Bored Indian and Pakistani soldiers -- they have little to do but stare at one another -- sometimes wave hands and shout expletives or pleasantries to acknowledge the other’s presence. One officer narrated how a lonely Pakistani soldier at a post 400 metres away often shouts at Indian troops only to hear a human voice.

Another soldier from Pakistan’s Punjab regiment shouted that he was feeling great that day because his leave had been sanctioned and he was going home for a week. An Indian soldier responded: “My good wishes to your wife and children”.

But now, even when the soldiers from Pakistan’s Punjab shout, south Indian soldiers just stare back, stoic and uncomprehending. They do not quite follow the Urdu. The Pakistani posts are manned mostly by its soldiers of the Punjab, Northern Light Infantry and Baluch regiments, troops drawn from the plains of the Indus, the northern areas and from villages not far from its border with Afghanistan.

Soldiers deployed in the Siachen also present a peculiar picture of the Indian Army. Nowhere else would the army tolerate long-haired, pony-tailed or bearded (non-Sikh) troops. An officer from the northern glacier who was just being de-inducted and is now at the base camp runs his fingers through his facial foliage and explains: “It doesn’t feel bad now and it’s a pity I have to shave it off. But I kept it as protection against sunburn and chilblains. I’ve done a little over three months at the heights and will be shaving this evening.”

Says Wing Commander Jeene J. Erinjeri, a Malayali from the Kottayam backwaters of Kerala who commands the 114 helicopter unit of small two-seater Cheetahs that fly across the glacier and the heights performing impossible feats: “I think our choppers are the most welcome sight for the soldier up in that post there.” The Cheetahs ferry mail, medicine, food, rations, arms, munitions and patients.

Another surprise, troops from the Madras Regiment have actually recorded fewer weather-related casualties than troops from the Jammu and Kashmir Light Infantry.

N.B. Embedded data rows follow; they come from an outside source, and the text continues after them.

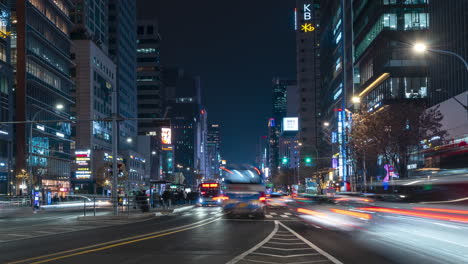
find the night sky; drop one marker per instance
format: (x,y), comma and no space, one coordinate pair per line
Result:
(236,47)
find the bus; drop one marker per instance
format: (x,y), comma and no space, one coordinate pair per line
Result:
(210,194)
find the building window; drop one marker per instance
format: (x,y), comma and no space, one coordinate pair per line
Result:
(390,20)
(141,30)
(149,30)
(416,21)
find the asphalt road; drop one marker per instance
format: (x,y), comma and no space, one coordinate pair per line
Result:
(203,235)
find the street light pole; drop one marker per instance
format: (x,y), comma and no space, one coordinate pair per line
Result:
(115,143)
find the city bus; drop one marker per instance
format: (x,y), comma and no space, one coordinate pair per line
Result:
(210,194)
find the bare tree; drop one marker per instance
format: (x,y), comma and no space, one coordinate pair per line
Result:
(393,132)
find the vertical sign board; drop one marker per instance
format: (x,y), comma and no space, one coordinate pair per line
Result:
(83,164)
(307,26)
(166,136)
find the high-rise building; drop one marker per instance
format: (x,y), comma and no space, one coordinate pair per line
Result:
(122,49)
(308,30)
(184,103)
(150,96)
(95,78)
(280,111)
(333,103)
(90,21)
(41,51)
(6,101)
(213,150)
(448,77)
(149,89)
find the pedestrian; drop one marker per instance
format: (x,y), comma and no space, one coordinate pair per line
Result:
(166,198)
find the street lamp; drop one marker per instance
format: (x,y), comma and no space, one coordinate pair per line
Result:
(356,99)
(421,48)
(33,119)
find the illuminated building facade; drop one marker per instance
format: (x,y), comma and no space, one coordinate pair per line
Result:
(213,150)
(6,101)
(122,50)
(308,30)
(41,51)
(95,78)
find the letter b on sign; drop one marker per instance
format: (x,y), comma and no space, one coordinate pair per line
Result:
(307,12)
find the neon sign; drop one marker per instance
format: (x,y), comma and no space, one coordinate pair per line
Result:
(4,19)
(307,27)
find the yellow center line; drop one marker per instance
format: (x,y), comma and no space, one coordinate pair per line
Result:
(128,241)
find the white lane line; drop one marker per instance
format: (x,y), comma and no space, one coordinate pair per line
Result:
(285,239)
(243,255)
(281,243)
(302,262)
(45,232)
(330,257)
(18,235)
(288,256)
(287,249)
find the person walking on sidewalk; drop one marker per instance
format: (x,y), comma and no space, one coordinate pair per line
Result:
(167,198)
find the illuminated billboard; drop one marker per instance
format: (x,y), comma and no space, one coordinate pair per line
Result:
(166,135)
(290,124)
(83,166)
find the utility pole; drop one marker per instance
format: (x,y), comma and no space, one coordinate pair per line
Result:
(115,144)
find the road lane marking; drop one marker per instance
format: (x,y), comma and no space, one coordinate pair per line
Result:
(285,239)
(301,262)
(288,256)
(17,235)
(288,249)
(263,242)
(281,243)
(209,220)
(330,257)
(45,232)
(121,244)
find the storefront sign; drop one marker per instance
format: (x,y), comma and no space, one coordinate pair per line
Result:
(83,166)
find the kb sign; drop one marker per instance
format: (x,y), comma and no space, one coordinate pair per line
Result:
(307,12)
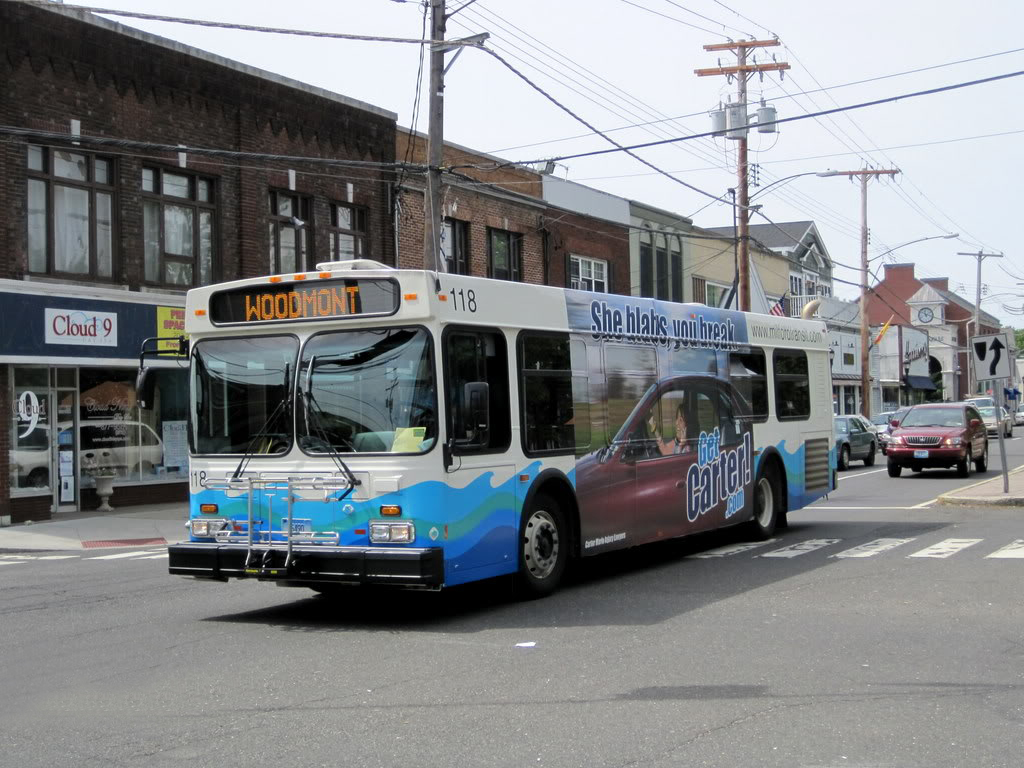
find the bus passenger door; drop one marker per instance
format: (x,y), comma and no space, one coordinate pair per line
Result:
(477,522)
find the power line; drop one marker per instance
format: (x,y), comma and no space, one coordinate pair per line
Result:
(780,121)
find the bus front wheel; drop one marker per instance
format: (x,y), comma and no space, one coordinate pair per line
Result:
(543,548)
(766,503)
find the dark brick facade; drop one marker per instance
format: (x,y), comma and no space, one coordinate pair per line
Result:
(507,199)
(60,65)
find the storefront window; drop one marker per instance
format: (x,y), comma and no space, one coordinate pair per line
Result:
(30,466)
(119,438)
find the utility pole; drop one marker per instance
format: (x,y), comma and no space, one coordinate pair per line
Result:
(435,141)
(972,375)
(435,132)
(865,374)
(741,71)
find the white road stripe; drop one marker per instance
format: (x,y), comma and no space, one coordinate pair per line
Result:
(872,548)
(1015,550)
(801,548)
(732,549)
(120,555)
(861,474)
(946,548)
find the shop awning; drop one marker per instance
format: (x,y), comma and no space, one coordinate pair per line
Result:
(921,382)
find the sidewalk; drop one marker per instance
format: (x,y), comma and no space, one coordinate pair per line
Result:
(143,525)
(989,491)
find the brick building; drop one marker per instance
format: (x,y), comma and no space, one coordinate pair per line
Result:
(107,224)
(498,223)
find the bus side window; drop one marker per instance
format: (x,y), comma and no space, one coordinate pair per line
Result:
(477,356)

They were extra careful just because they were not from these parts.

The Ladakh Scouts, troops for which are drawn from the region and comprise mostly Buddhists, are at home here. But a battalion of the scouts -- commanded by a man from Varanasi -- that was patrolling the China border is now headed for a posting in the plains.

The reason the army and the air force can now delve so deep into their human resources is not hard to trace.

About 24 years ago, in September 1982, a writer for The Telegraph broke the story of the military manoeuvres in the Siachen Glacier region. Mountaineer and historian Joydeep Sircar wrote of “Oropolitics” -- the abuse of mountaineering -- about the same time that Indian and Pakistani forces began sending expeditions to explore the eastern Karakoram.

The Indian troops moved in first and in April 1984 with Operation Meghdoot captured the Saltoro heights.

In the 22 years of Operation Meghdoot, the Indian military has honed “oropolitical” skills to such an extent that manoeuvres in Siachen Glacier have become a habit. Indeed, it is difficult to find a soldier in the army today who has put in at least three years of service and does not have a medal to show for his high-altitude posting.

Habits die hard, and for the Indian military Siachen is a habit that will not be easily jettisoned. When the political leaders of India and Pakistan push for a settlement to the dispute later this month, their positions will be conditioned by that knowledge.